Mahfud menyayangkan lemahnya eksekusi hukum, padahal Kejagung
punya Tim Tangkap Buronan (Tabur) yang aktif menangkap DPO hingga ke Papua.
“Ada apa sih?” ujarnya.
Mahfud juga menolak alasan damai dengan korban sebagai dalih
Silfester bebas.
"Loh, proses hukum apa yang sudah dijalani? Lagi pula
sejak kapan ada vonis pengadilan pidana bisa didamaikan dengan korban? Vonis
yang sudah inkracht tak bisa didamaikan. Harus eksekusi,” tegasnya.

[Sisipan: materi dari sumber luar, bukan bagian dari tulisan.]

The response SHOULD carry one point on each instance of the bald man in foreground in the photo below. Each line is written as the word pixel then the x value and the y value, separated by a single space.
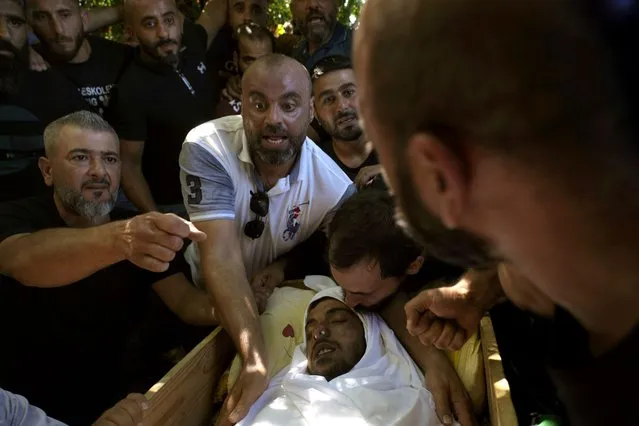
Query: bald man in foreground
pixel 257 186
pixel 515 142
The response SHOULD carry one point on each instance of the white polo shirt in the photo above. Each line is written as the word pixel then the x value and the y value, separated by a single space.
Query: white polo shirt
pixel 218 175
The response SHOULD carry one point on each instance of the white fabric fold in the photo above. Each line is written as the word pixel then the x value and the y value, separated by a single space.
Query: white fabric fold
pixel 385 388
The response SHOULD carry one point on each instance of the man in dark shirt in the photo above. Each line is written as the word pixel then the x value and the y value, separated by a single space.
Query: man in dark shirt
pixel 379 268
pixel 91 64
pixel 28 101
pixel 507 131
pixel 164 94
pixel 336 109
pixel 253 42
pixel 322 34
pixel 219 58
pixel 74 275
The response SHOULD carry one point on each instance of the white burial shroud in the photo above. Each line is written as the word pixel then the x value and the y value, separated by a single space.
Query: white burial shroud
pixel 384 389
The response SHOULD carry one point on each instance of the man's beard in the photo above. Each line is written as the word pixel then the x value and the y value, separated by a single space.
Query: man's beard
pixel 453 246
pixel 75 202
pixel 272 156
pixel 11 67
pixel 349 133
pixel 170 59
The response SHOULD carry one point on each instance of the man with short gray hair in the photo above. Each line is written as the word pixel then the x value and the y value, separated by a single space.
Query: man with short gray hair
pixel 74 274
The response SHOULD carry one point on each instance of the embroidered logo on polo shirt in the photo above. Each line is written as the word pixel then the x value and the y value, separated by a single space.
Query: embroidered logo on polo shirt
pixel 293 222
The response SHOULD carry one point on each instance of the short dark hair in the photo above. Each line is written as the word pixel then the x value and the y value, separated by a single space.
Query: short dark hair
pixel 253 31
pixel 330 64
pixel 530 79
pixel 364 228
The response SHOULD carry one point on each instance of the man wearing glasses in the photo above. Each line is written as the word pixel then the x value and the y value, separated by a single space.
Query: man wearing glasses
pixel 257 187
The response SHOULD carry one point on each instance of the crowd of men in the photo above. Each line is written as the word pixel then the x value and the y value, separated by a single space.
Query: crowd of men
pixel 199 163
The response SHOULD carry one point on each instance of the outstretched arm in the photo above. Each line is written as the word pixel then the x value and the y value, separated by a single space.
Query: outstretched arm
pixel 62 256
pixel 101 17
pixel 225 277
pixel 192 305
pixel 449 394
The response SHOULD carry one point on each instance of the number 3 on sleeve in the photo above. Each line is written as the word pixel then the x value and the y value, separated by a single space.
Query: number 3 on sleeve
pixel 195 189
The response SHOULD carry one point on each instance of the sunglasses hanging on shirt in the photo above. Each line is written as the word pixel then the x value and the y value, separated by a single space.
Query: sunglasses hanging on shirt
pixel 259 205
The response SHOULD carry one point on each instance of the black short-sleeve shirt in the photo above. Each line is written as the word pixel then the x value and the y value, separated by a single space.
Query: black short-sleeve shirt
pixel 40 98
pixel 61 346
pixel 95 78
pixel 351 172
pixel 219 59
pixel 595 390
pixel 160 105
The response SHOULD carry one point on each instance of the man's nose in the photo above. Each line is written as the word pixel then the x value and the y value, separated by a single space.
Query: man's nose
pixel 96 168
pixel 343 105
pixel 321 332
pixel 4 29
pixel 351 300
pixel 273 116
pixel 57 27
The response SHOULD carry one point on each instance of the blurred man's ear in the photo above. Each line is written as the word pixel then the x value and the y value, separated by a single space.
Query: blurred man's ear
pixel 45 168
pixel 85 20
pixel 415 266
pixel 236 60
pixel 312 109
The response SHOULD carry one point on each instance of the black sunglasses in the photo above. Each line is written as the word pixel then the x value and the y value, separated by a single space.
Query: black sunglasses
pixel 259 205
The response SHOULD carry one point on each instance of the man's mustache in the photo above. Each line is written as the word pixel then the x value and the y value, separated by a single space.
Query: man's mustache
pixel 272 130
pixel 63 39
pixel 91 182
pixel 166 42
pixel 346 114
pixel 6 46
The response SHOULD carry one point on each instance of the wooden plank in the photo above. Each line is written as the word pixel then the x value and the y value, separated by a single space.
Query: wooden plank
pixel 500 404
pixel 184 396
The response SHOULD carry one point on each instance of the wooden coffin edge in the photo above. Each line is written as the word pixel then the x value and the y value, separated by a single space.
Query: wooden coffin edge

Kini, publik menunggu langkah Kejaksaan Agung. Setelah pihak
Kepolisian berani menetapkan tersangka terhadap Litao, warganet mendesak
Kejaksaan juga segera mengeksekusi Silfester Matutina, agar hukum tidak tampak tajam
ke bawah, tumpul ke atas. (fajar)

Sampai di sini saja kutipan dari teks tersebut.